“They just wanted to go home… so we told them to have a cup of tea.” One late night at Abbey Road, the Beatles decided the session wasn’t over — even if the producer thought it was. Years later, George Harrison finally revealed what was really in that teapot… and why George Martin didn’t find out until decades after. Some studio legends weren’t written in the liner notes. They were brewed after hours.

GEORGE HARRISON

“They were asking, ‘Can we go home now?’ We said, ‘No. Have a cup of tea.‘” George Harrison on the night the Beatles got George Martin and his crew high

George Harrison And George Martin
George Harrison and George Martin at the press launch for CD reissue of the Beatles‘ Red and Blue albums, at Abbey Road Studios, September 9, 1993. (Image credit: Brian Rasic/Getty Images)
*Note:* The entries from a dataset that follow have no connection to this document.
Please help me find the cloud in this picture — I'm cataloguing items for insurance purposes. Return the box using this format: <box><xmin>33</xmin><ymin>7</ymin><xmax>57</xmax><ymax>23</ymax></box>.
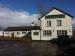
<box><xmin>0</xmin><ymin>6</ymin><xmax>40</xmax><ymax>27</ymax></box>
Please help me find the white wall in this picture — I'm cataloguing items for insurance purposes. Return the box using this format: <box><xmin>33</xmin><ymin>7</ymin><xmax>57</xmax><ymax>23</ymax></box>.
<box><xmin>31</xmin><ymin>30</ymin><xmax>40</xmax><ymax>40</ymax></box>
<box><xmin>40</xmin><ymin>9</ymin><xmax>72</xmax><ymax>40</ymax></box>
<box><xmin>14</xmin><ymin>31</ymin><xmax>29</xmax><ymax>37</ymax></box>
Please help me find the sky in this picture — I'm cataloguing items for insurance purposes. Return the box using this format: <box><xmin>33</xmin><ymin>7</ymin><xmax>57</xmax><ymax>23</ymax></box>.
<box><xmin>0</xmin><ymin>0</ymin><xmax>75</xmax><ymax>27</ymax></box>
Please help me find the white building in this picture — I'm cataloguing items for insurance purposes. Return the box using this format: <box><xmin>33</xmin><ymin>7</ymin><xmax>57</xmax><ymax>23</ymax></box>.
<box><xmin>32</xmin><ymin>8</ymin><xmax>73</xmax><ymax>40</ymax></box>
<box><xmin>0</xmin><ymin>8</ymin><xmax>73</xmax><ymax>40</ymax></box>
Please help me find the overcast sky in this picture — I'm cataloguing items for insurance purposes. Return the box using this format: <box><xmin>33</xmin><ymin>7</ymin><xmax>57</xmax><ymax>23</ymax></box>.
<box><xmin>0</xmin><ymin>0</ymin><xmax>75</xmax><ymax>26</ymax></box>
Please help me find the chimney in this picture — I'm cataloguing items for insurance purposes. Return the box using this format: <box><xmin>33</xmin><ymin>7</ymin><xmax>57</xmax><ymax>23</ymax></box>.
<box><xmin>31</xmin><ymin>22</ymin><xmax>35</xmax><ymax>26</ymax></box>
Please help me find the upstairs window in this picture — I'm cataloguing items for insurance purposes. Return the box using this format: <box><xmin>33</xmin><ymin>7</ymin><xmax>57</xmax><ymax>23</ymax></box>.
<box><xmin>57</xmin><ymin>30</ymin><xmax>67</xmax><ymax>35</ymax></box>
<box><xmin>57</xmin><ymin>20</ymin><xmax>62</xmax><ymax>26</ymax></box>
<box><xmin>43</xmin><ymin>30</ymin><xmax>52</xmax><ymax>36</ymax></box>
<box><xmin>47</xmin><ymin>21</ymin><xmax>51</xmax><ymax>27</ymax></box>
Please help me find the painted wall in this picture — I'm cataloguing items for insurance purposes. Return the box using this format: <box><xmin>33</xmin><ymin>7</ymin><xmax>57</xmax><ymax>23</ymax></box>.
<box><xmin>31</xmin><ymin>30</ymin><xmax>40</xmax><ymax>40</ymax></box>
<box><xmin>4</xmin><ymin>31</ymin><xmax>13</xmax><ymax>37</ymax></box>
<box><xmin>40</xmin><ymin>9</ymin><xmax>72</xmax><ymax>40</ymax></box>
<box><xmin>4</xmin><ymin>31</ymin><xmax>30</xmax><ymax>37</ymax></box>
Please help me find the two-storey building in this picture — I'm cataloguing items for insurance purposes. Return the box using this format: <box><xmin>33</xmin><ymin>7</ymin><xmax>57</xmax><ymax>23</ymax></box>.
<box><xmin>31</xmin><ymin>8</ymin><xmax>73</xmax><ymax>40</ymax></box>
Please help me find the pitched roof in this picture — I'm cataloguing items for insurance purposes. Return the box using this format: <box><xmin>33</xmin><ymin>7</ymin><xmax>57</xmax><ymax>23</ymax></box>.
<box><xmin>39</xmin><ymin>7</ymin><xmax>73</xmax><ymax>19</ymax></box>
<box><xmin>4</xmin><ymin>26</ymin><xmax>40</xmax><ymax>31</ymax></box>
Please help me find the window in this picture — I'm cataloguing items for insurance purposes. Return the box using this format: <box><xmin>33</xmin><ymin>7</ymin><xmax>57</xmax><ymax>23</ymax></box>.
<box><xmin>17</xmin><ymin>32</ymin><xmax>20</xmax><ymax>35</ymax></box>
<box><xmin>22</xmin><ymin>32</ymin><xmax>26</xmax><ymax>34</ymax></box>
<box><xmin>57</xmin><ymin>20</ymin><xmax>62</xmax><ymax>26</ymax></box>
<box><xmin>43</xmin><ymin>30</ymin><xmax>52</xmax><ymax>36</ymax></box>
<box><xmin>57</xmin><ymin>30</ymin><xmax>67</xmax><ymax>35</ymax></box>
<box><xmin>47</xmin><ymin>21</ymin><xmax>51</xmax><ymax>27</ymax></box>
<box><xmin>45</xmin><ymin>14</ymin><xmax>65</xmax><ymax>19</ymax></box>
<box><xmin>33</xmin><ymin>32</ymin><xmax>39</xmax><ymax>35</ymax></box>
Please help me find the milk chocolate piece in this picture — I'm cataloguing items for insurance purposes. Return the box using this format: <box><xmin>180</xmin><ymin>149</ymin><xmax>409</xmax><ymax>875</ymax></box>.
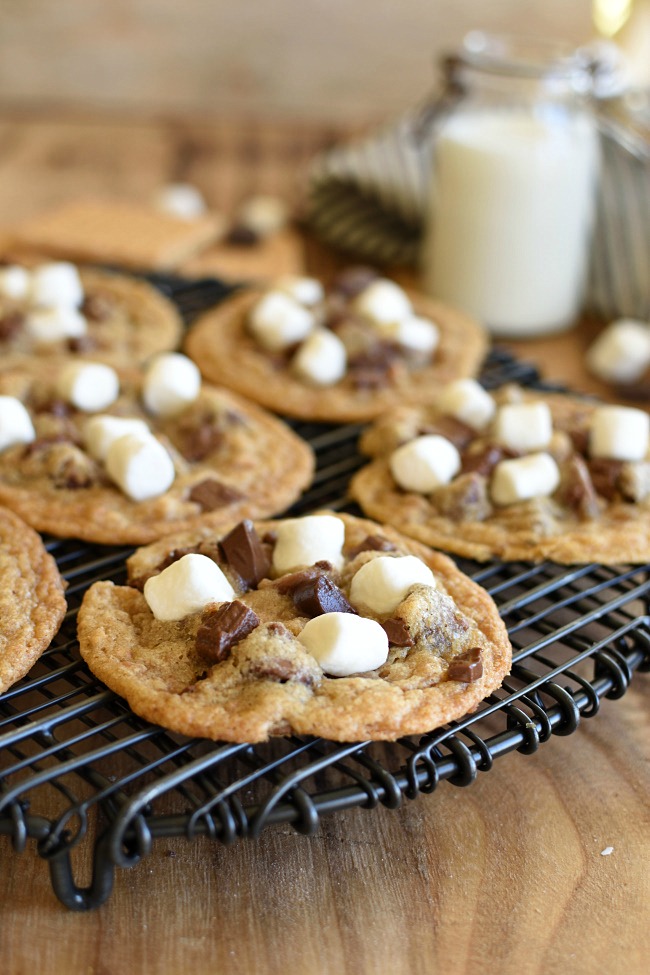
<box><xmin>381</xmin><ymin>616</ymin><xmax>415</xmax><ymax>647</ymax></box>
<box><xmin>447</xmin><ymin>647</ymin><xmax>483</xmax><ymax>684</ymax></box>
<box><xmin>248</xmin><ymin>657</ymin><xmax>314</xmax><ymax>687</ymax></box>
<box><xmin>195</xmin><ymin>599</ymin><xmax>260</xmax><ymax>664</ymax></box>
<box><xmin>189</xmin><ymin>477</ymin><xmax>244</xmax><ymax>511</ymax></box>
<box><xmin>587</xmin><ymin>457</ymin><xmax>623</xmax><ymax>501</ymax></box>
<box><xmin>292</xmin><ymin>575</ymin><xmax>356</xmax><ymax>618</ymax></box>
<box><xmin>219</xmin><ymin>518</ymin><xmax>271</xmax><ymax>589</ymax></box>
<box><xmin>273</xmin><ymin>560</ymin><xmax>334</xmax><ymax>595</ymax></box>
<box><xmin>348</xmin><ymin>535</ymin><xmax>396</xmax><ymax>559</ymax></box>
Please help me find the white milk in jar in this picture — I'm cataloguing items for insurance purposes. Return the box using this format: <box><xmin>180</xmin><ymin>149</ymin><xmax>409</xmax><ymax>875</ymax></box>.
<box><xmin>422</xmin><ymin>36</ymin><xmax>598</xmax><ymax>337</ymax></box>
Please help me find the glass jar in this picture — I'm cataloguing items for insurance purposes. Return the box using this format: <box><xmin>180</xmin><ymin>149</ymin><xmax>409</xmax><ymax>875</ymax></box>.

In George Martin, the Beatles had a producer who excelled at thinking outside the box. Martin‘s innovative studio techniques and openness to new ideas made him the ideal producer for a group as wildly creative as the Beatles.

But he was only human, and like most people he preferred to wrap up the workday at a reasonable hour.

That didn‘t always sit well with the Beatles, particularly in their later years, when recording sessions frequently carried over past midnight..

“Some of the people here — the engineer, for instance — would always be trying to go home at 5:30, and we’d be trying to make history,” George Harrison says in the 1991 Beatles Anthology documentary as he, Paul McCartney and Ringo Starr sit in Abbey Road Studios.

The Beatles certainly knew how to fight fatigue. When performing night-long sets in Hamburg in the early 1960s, they‘d take Preludin, an appetite suppressant and stimulant with effects similar to amphetamines — a.k.a. speed, or uppers — to help them stay awake.

Which is how they managed to get Martin and engineer Geoff Emerick to work after hours on one particular night in the late 1960s: by lacing a pot of tea — prepared by their roadie, Mal Evans — with speed.

“Mal had this big teapot,” Harrison explained. “It was a big aluminum teapot, and I remember one specific incident where he made a pot of tea, and we doused the tea with uppers.”

Evans proceeded to take cups of tea up to the control booth overlooking the studio. “‘Cause they were asking, ‘Can we go home now?’” Harrison continues. “‘No, you can’t, you bastard. Have a cup of tea!’

“And then they were up there until 11 o‘clock at night.”

“Yeah, and then they didn’t want to go home,” McCartney adds. “They wouldn‘t let us leave.”

It was only when the 1995 documentary — which has now received a follow-up episode — first aired that Martin learned about the episode.

Ironically, Harrison and John Lennon’s first time taking LSD came after a dentist friend spiked their coffee.

It wasn‘t all fun and games, though. McCartney’s love of pot got him busted in Japan. And American singer-songwriter James Taylor — who signed to the Beatles’ Apple label in 1968 — claimed his heroin use influenced Lennon’s decision to try the drug. He subsequently became addicted.